Updated: Aug 21, 2023

by Melissa L. White

Image of a couple dancing the tango.
Image credit: Preillumination SeTh on Unsplash

After their Tango lesson, Stacey and Desiré decided to have a drink at Tony Nicks bar. Desiré changed out of her dance shoes, hurried into the ladies’ room, and ran a comb through her long dark hair, then spritzed herself with Chanel Coco. She and Stacey met back in the lobby. Stacey adjusted her pink Kate Spade cat-eyed glasses and expertly painted on cherry red lipstick without using a mirror. Desiré wore no makeup, her dark eyes a blazing contrast to her pale creamy skin.

“There’s Jason,” said Stacey. “Do you mind if I ask him to join us?”

Desiré shrugged. “Suit yourself.”

When he entered the lobby, Stacey approached him.

“Hey Jason, if you’re not teaching a late class, would you like to join us for a cocktail at Tony Nicks?”

He glanced from Stacey to Desiré then checked his watch.

“Sure.” He grabbed his black leather jacket from the coat rack and put it on, flipping up the collar. “That’s my favorite bar in all of San Francisco. Thanks for the invite.”

It was a cool April night, with a full moon shining high above. They walked down Union Street to Stockton and made a left at the corner. They entered the bar and found it packed with wall-to-wall hipsters drinking heavily, then made their way to the lounge in the back.

“What would you like to drink?” asked Stacey.

“The usual,” said Desiré.

“Scotch on the rocks,” said Jason.

Stacey went to the bar and squeezed between two businessmen in suits, downing Tequila shots.

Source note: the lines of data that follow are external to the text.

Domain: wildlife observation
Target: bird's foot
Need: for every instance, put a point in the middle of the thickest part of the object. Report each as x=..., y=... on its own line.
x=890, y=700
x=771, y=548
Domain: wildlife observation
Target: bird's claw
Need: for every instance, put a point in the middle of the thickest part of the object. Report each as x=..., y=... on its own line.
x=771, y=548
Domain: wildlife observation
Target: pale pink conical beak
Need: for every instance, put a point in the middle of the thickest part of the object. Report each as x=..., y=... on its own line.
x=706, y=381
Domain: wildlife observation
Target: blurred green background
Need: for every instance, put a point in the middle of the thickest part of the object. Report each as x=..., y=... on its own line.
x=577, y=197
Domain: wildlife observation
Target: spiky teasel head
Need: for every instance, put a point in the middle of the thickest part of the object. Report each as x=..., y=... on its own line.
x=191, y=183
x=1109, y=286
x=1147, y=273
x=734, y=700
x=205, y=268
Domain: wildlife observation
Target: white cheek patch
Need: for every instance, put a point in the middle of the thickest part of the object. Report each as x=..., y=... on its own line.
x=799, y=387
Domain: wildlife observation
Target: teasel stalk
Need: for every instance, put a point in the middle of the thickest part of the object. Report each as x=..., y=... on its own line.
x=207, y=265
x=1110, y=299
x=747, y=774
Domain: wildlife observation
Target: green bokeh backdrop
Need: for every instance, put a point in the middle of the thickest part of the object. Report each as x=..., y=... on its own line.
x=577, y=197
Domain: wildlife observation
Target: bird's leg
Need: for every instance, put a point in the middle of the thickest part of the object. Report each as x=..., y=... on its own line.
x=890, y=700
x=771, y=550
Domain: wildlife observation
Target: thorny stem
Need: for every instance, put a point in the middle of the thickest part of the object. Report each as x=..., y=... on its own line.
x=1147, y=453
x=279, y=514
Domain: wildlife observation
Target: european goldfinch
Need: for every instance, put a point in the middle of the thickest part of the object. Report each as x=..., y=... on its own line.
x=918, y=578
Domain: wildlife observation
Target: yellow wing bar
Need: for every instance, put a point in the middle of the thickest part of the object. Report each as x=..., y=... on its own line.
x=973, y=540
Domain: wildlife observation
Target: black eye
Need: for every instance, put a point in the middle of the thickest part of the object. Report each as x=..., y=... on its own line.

Jason touched Desiré’s elbow and said, “There’s a table. Let’s sit down.”

When they sat down, Jason leaned in towards her and shouted over the music, “You’re really good at the Tango. Have you studied before?”

“Ballet. Years ago. But this is my first attempt at the Tango.”

“Where did you study ballet?” he asked.

“ABT in New York.”

“Wow. That’s impressive. You have a real flair for dance.”

“Thank you.” She smiled at him.

He took her hand and lifted her arm off the table, then ran his fingers lightly down her sleeve, holding her delicate wrist.

“You really blew me away in that first class,” he said. “You were so elegant and sensual. I’ve never seen a woman that confident and poised at her first Tango lesson.”

Desiré blushed.

“Would you like to have lunch with me tomorrow? I don’t teach my first class until 2:00 pm. We could meet anywhere you like.”

She laughed. “I’m old enough to be your mother.”

“No, you’re not,” he countered. “How old do you think I am?”


“Not even close. I’m 33. So, what are you? 35? 36?”

She laughed again, suddenly noticing his dimples, his square jaw, and his bright blue eyes. “I’ll be 50 next week.”

His eyes widened. “Get out. Really?”

She nodded.

“You don’t look it.” He touched her hand on the table between them.

She lowered her eyes.

“I’m teaching swing dance tomorrow night until 10:30. But we could go out after that.”

Desiré cleared her throat. “Are you sure that’s a good idea? I mean I’m 17 years older than you.”

“So what?”

“Jason, I’m too old for you.”

He frowned. “I disagree. I’ve been watching you for a month now and I think you’re beautiful.”

He leaned in closer to her and put his arm around her shoulder. “Come on,” he said. “Let’s go out on a date and see what happens.”

“I don’t know, Jason.”

“What’s wrong? Are you seeing someone?”

She shook her head.

“Then why not go out with me?”

She desperately wanted a drink. She glanced up at the bar and saw Stacey laughing with the businessmen who were buying her shots.

“I haven’t been with anyone since my divorce,” she said.

“So how long ago was that?”

“You wouldn’t believe me if I told you.” She shifted nervously in her seat.

“Try me.” He took her hand and kissed her fingertips.

“Four years.”

“Are you serious?”

She nodded.

“Not one man in four whole years?”

“I knew you wouldn’t believe me.”

“I believe you.” He looked into her eyes and said, “Can I kiss you?”

She felt like getting up and running out of the bar. Why did he make her so uncomfortable? He was actually pretty cute.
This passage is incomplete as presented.